0

We are doing a project with a shiny app that involves scraping and downloading dataframes from a website. We have the following problem: It works on some computers and not others. We have the same packages versions, and we did not do too many requests... It is not linked with whether it is on windows of mac, as it works on some windows and some macs but not others. Do you have any idea ? Could it be in the connexion settings ? It is not linked with the wifi network, we tried on the same wifi...
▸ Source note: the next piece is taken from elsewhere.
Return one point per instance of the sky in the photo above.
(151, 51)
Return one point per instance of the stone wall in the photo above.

Upon request here is the code and the error messages :

This function is the one we call directly:

scraping_function <- function(search_terms, subreddit, 
                               sort_by , time_frame){
  
  exctracted_link <- reddit_urls_mod(search_terms, subreddit, 
                                     sort_by , time_frame)
  
  exctracted_data <- reddit_content(exctracted_link[,5])
  
  exctracted_data[,13] <- cleaning_text_function(exctracted_data[,13])
  
  return(exctracted_data)
}

These are the functions that this function calls :

  1. extracting the URLS:
reddit_urls_mod<- function (search_terms = "", subreddit = "",
                            sort_by = "", time_frame= "")
{

  if (subreddit == ""){
    subreddit <- NA
  }

  if (search_terms == ""){
    search_terms <- NA
  }

  if (!grepl("^[0-9A-Za-z]*$", subreddit) & !is.na(subreddit) ) {
    stop("subreddit must be a sequence of letter and number without special characters and spaces")
  }

  regex_filter = ""
  cn_threshold = 0
  page_threshold = 15
  wait_time = 1

  cached_links = data.frame(date = as.Date(character()),
                            num_comments = numeric(),
                            title = character(),
                            subreddit = character(),
                            URL = character(),
                            link = character())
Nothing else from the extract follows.